Links should be actionable, descriptive, and accessible. CMS users linking internal and external websites, PDFs, and images on their webpages need to practice the proper use of dependency tags (if applicable).

Creating Great Links

While screen readers can read a full page to a user, screen reader users may prefer to instead listen to a list of links.

Make sure to always use the Insert/Edit Link tool in the WYSIWYG Editor when inserting links (always hyperlink, do not use URL strings). This will automatically turn the linked text green and underline it when hovered over by a mouse or focused by keyboard. Do not underline text that is not a link— if you need to emphasize text, use bold or italic.

A link should be distinguishable from its surrounding text. Do not use "click here" when inserting links, as it is not: a call to action, SEO-friendly, modern, or accessible for people using screen readers. A good exercise to test link copy is to examine the linked text without content: does it make sense?

Linked Images

If you have a linked image, you want it's alt text to act like link text vs the normal rules for alt text. Instead of describing the image, you want to describe the link's destination.

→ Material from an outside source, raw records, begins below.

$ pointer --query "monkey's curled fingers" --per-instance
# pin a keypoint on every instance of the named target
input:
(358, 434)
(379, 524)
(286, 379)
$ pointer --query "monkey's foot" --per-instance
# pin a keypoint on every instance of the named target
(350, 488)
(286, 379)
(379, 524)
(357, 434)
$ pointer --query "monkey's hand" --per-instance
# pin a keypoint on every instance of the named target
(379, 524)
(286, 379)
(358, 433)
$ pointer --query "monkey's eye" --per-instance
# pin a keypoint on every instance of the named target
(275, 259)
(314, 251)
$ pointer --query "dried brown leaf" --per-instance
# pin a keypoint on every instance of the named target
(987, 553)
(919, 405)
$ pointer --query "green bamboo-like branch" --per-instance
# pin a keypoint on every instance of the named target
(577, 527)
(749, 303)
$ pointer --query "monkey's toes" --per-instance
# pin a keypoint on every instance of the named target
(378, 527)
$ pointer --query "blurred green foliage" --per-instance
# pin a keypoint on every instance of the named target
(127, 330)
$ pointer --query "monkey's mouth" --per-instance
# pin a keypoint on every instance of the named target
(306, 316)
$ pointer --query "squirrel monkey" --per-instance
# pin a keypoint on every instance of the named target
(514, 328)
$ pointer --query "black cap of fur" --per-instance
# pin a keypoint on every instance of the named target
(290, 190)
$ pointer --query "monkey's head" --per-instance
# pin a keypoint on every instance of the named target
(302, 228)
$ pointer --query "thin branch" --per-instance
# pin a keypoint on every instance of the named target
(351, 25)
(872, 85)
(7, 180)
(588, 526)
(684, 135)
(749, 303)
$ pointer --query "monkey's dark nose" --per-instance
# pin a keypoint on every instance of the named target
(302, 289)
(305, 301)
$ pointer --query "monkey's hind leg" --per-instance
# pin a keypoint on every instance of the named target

You have a picture of people studying under a tree that links to tutoring services. It doesn't have text on the image, but it is visually located near other text and links about our tutoring services, so there's a clear correlation for sighted users. 

Incorrect Usage

"People studying under a tree"

Screen reader users won't know where "People studying under a tree" is meant to take them.

Correct Usage

"tutoring services"

Ideally you want both screen reader users and non-screen reader uses to have the same information when it comes to links. There is no need to use phrases like "link to" as screen readers will announce the word "link"  before the actual text.